After the rating tests, all these eighteen stimuli were then arranged into six trials so that each trial contained three different music stimuli. The small trial number design based on the feedbacks in the pilot tests in which children and elderly might not be fully engaged in the setting with large number of trials. The six trials were divided into two groups, i.e., major dominant and minor dominant. In the major dominant group, each trial consisted of two music stimuli with major keys and another music stimulus with minor key. Same rationale was applied in the minor dominant group except reversing the ratio of the stimuli with major and minor keys. An example of a trial in minor dominant group can be found in Fig. 1. Moreover, the major (or minor) keys of the two music stimuli in a single trial in the major (or minor) dominant group were different. This design minimised the chance of making correct categorisation simply due to the matching of the two pieces of music stimuli with identical major (or minor) keys but not the ability to group the same kind of modes together. The acoustic difference among the keys in each of the six trials was achieved by chromatic transposition.
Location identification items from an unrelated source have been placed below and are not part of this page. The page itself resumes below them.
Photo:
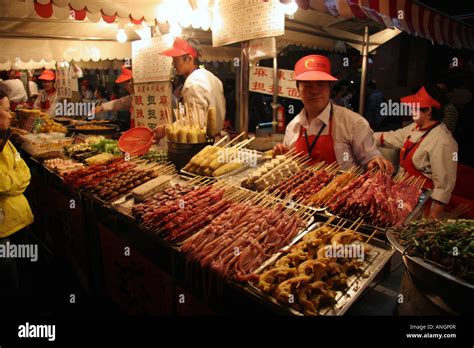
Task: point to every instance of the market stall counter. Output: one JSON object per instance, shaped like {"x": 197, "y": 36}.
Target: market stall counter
{"x": 158, "y": 243}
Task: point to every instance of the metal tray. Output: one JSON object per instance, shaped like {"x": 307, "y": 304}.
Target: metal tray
{"x": 454, "y": 291}
{"x": 125, "y": 203}
{"x": 424, "y": 196}
{"x": 260, "y": 159}
{"x": 381, "y": 253}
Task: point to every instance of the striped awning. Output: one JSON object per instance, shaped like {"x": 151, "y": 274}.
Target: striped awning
{"x": 412, "y": 18}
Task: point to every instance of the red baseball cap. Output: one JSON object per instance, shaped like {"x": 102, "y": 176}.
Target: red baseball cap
{"x": 422, "y": 98}
{"x": 180, "y": 48}
{"x": 313, "y": 68}
{"x": 47, "y": 75}
{"x": 125, "y": 75}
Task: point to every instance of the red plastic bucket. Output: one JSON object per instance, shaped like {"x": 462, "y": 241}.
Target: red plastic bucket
{"x": 136, "y": 141}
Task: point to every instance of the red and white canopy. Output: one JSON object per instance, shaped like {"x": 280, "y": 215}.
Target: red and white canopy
{"x": 413, "y": 18}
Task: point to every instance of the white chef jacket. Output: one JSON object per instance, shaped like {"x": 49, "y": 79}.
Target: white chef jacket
{"x": 124, "y": 103}
{"x": 43, "y": 96}
{"x": 351, "y": 133}
{"x": 435, "y": 158}
{"x": 14, "y": 90}
{"x": 204, "y": 88}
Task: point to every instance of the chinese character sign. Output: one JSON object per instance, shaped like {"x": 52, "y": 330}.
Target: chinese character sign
{"x": 150, "y": 100}
{"x": 261, "y": 81}
{"x": 148, "y": 64}
{"x": 241, "y": 20}
{"x": 63, "y": 82}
Stimuli in trials 1 and 6 were transposed upwardly. Whereas stimuli in trials 3 and 5 were transposed downwardly. Stimuli were transposed both upwardly and downwardly in trials 2 and 4. See Table 1.
Distribution of the Stimuli Across Six Trials
Procedure
The experiment was conducted in a quiet place. Participants were assigned to sit in front of a 10” touchscreen. In each of the trials, there were three identical gift boxes with the labels from 1 to 3 placed horizontally on the screen. See Fig. 2. Participants were told that there was a music box in each of the gift boxes and required to discriminate which music box was different from other two by hearing the music they produced. After that, the experimenter started pointing to box 1 and the corresponding music was played simultaneously. This repeated until all three pieces of music were played. The experimenter would then suggest the participants to listen to all three pieces of music again before making the decision. Similarly, music stimulus was only played after the corresponding box was pointed. After listening to the music twice, participants only needed to point to the gift box that was different from the other two. Their choices were marked on the recording sheets. No participant refused to give any decision in this study. All six trials were randomly presented to the participants and the music stimuli in each trial were also randomly assigned to different gift boxes.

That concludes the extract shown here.